Sometimes I felt like I was the most ancient person on earth in the body of a nineteen-year-old.

My Coke was delivered and I took a sip.

“You can order a beer here, you know. Brady doesn’t care,” Sonya, another waitress, said, tipping her own beer to her lips.

I shrugged and made a face. “I don’t like beer.” The truth was, I was the daughter of an illegal immigrant. I would never purposefully break the law and risk bringing legal attention to myself and perhaps my mother. Again, this was something I could never attempt to explain to other people who didn’t live the life I led. Nor would I ever try. I carried it alone. When at school, it had been an unconscious decision, as I had never fit in. I was friends with the misfits. At work, we were all much the same, and it felt good to have friends but it didn’t mean I would consider opening up to anyone. Even if I wanted to, I didn’t think I’d know how. I’d been so isolated—reclusive—for so long, it was just a part of me now, like my black hair or green eyes.

Those damn parameters in which I would always be contained.

We all chatted and joked for a few minutes before the name Sawyer caught my attention being spoken from somewhere over my shoulder. I startled very slightly, my ears tuning into the conversation between two young Mexican men sitting at the bar, speaking in Spanish. From what I could pick up over the buzz of noise around me, one of them worked at Sawyer Farm and was worried they were going to get laid off after Warren Sawyer had passed away several days before. My breath caught. Warren Sawyer—Preston and Cole’s father—had passed away? I hadn’t heard. Not that I would have, except Linmoor was a small town. Sadness lodged in my throat. Poor Preston and Cole. I didn’t know a whole lot about their family dynamic, but I knew they both respected their father immensely, and he’d always been a fair employer to my mama.

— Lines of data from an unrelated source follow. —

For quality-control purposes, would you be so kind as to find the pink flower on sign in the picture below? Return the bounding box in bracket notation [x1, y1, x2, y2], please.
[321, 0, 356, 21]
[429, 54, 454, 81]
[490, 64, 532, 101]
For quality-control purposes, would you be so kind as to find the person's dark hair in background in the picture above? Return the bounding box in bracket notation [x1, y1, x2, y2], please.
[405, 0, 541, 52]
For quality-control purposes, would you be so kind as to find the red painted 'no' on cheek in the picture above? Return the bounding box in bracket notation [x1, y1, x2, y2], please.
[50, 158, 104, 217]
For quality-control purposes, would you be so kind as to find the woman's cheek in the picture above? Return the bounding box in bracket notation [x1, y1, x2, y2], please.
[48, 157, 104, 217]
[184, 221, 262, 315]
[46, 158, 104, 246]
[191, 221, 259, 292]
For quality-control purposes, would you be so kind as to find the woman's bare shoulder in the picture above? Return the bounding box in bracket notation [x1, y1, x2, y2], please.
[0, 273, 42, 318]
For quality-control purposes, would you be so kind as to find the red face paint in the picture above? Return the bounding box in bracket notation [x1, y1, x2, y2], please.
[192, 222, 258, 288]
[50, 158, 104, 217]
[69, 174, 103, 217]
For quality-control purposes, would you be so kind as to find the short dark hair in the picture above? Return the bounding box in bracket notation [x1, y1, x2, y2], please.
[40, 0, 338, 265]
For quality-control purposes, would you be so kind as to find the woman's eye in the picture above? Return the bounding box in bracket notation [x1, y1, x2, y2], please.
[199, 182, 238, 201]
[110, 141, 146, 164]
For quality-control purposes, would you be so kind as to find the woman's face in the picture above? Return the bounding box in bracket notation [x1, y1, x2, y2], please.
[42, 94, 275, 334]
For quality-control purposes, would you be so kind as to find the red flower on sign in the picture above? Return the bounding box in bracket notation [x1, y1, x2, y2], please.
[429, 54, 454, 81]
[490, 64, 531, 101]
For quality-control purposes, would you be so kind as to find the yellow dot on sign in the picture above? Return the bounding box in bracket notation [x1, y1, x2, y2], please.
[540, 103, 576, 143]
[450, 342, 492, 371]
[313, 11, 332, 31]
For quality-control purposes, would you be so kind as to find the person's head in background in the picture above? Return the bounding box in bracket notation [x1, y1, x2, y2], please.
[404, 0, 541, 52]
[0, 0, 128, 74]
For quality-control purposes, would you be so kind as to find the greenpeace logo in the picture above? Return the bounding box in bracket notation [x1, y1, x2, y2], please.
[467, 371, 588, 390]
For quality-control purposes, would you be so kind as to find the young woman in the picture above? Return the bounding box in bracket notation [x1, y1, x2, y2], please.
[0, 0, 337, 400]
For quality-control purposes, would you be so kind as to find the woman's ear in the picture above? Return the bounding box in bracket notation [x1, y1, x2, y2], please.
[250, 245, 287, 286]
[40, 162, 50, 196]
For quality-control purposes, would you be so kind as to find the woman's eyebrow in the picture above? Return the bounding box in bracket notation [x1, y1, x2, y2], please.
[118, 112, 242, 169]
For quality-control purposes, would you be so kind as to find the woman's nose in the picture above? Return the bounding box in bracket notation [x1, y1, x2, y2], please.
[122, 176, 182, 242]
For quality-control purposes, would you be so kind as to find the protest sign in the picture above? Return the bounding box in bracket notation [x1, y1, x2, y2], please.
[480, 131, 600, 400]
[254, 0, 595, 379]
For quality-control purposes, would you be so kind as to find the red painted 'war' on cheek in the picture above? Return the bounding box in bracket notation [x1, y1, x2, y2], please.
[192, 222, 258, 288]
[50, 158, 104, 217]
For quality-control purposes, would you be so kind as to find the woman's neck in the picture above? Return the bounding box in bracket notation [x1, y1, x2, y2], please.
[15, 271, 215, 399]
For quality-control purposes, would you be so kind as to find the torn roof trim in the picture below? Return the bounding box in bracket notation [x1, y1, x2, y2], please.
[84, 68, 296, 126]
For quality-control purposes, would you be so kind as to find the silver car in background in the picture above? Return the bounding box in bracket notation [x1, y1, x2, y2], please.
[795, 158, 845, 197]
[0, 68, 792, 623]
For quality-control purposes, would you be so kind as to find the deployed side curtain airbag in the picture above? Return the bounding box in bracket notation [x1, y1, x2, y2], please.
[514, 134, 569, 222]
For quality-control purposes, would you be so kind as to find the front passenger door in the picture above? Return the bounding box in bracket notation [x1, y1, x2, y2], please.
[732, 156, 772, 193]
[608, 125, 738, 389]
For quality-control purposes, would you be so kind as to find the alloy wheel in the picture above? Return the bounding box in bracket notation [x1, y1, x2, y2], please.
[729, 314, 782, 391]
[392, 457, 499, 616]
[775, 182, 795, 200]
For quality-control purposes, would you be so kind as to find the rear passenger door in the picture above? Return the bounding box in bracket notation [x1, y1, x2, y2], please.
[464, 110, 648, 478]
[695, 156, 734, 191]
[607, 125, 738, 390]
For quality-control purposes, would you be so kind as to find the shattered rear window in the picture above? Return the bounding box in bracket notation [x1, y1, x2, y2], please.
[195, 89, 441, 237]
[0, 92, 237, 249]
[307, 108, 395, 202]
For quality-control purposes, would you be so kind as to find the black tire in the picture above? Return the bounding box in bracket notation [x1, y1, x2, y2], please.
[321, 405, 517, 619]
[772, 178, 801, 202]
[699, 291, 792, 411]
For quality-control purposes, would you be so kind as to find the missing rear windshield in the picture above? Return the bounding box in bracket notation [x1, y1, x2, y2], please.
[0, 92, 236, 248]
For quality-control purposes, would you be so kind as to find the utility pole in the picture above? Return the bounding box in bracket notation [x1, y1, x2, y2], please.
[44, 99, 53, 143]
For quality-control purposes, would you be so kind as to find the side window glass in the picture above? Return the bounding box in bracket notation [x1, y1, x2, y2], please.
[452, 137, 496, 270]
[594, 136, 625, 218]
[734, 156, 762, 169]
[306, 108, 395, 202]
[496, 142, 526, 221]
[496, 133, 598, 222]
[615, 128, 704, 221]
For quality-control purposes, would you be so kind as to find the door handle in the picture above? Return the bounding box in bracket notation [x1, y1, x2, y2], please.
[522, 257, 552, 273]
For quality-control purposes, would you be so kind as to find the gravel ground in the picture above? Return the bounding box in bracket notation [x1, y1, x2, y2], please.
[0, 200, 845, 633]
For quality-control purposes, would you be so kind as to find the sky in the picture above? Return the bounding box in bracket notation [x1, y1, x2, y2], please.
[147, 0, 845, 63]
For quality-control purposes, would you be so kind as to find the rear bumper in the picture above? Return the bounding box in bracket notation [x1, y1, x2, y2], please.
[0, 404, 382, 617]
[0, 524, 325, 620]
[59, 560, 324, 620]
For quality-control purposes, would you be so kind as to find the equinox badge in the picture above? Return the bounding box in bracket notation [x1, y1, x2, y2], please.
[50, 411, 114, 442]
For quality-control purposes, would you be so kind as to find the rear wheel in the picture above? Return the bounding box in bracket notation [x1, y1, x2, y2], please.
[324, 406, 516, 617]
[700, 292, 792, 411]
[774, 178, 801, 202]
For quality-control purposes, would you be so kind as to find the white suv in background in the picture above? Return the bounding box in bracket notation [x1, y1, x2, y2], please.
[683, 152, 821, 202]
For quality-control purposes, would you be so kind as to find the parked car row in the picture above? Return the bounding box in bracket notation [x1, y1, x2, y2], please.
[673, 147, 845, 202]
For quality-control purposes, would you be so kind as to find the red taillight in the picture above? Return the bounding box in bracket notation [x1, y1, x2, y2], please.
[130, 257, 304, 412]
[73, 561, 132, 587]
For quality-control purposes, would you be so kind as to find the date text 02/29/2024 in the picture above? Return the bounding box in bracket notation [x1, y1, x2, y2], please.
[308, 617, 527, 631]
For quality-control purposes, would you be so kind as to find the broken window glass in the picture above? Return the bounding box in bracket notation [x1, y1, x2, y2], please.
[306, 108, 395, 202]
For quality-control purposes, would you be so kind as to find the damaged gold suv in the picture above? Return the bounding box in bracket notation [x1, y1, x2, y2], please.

I stayed for another half hour or so and then told the group I was leaving and said my goodbyes. Outside, I grabbed a newspaper from the box near the curb and threw it on my seat before driving home. Once I’d pulled into my space at the apartment complex where we lived, I opened the paper to the obituaries and scanned the headings. My heart sunk.



Warren Sawyer, 66, passed away Wednesday, June 2. Born and raised in Linmoor, California, Warren is survived by wife, Camille, and sons, Preston and Cole. Funeral services will be held Monday, June 7 beginning at 11 a.m. at Ritchie & Peach Funeral Home. Friends and family are invited for refreshments at the Sawyer family farm after the service.



I’d been holding my breath as I read, and I let it out in a rushed exhale. I wondered how he’d died. What would this mean for the farm and the Sawyer boys? Should I go to the funeral? I sat biting my lip, wondering. Wouldn’t it be proper to pay respects, both as a friend of Preston and Cole and as someone whose family member had once worked there? I wondered if my mama would want to go and immediately rejected the question. I knew better. She wouldn’t.

Gathering my things, I got out of the car and walked up the stairs to our apartment, letting myself quietly inside. My mama was sleeping soundly on the used mattress I’d bought her when we’d moved in here, after I’d inspected it thoroughly for bedbugs. I still shivered in disgust and humiliation at that awful, long-ago memory—but not nearly long ago enough. The bone-deep chill I’d felt, humiliating Preston and Cole . . .

My socks were quiet on the padded carpet as I tiptoed to the bathroom and locked the door behind me, smiling slightly at the click that continued to be a small pleasure. As I washed the day from my skin, I decided that, yes, I would go to Warren Sawyer’s funeral. It was the right thing to do. I told myself it had absolutely nothing to do with seeing Preston, but I knew that was a lie.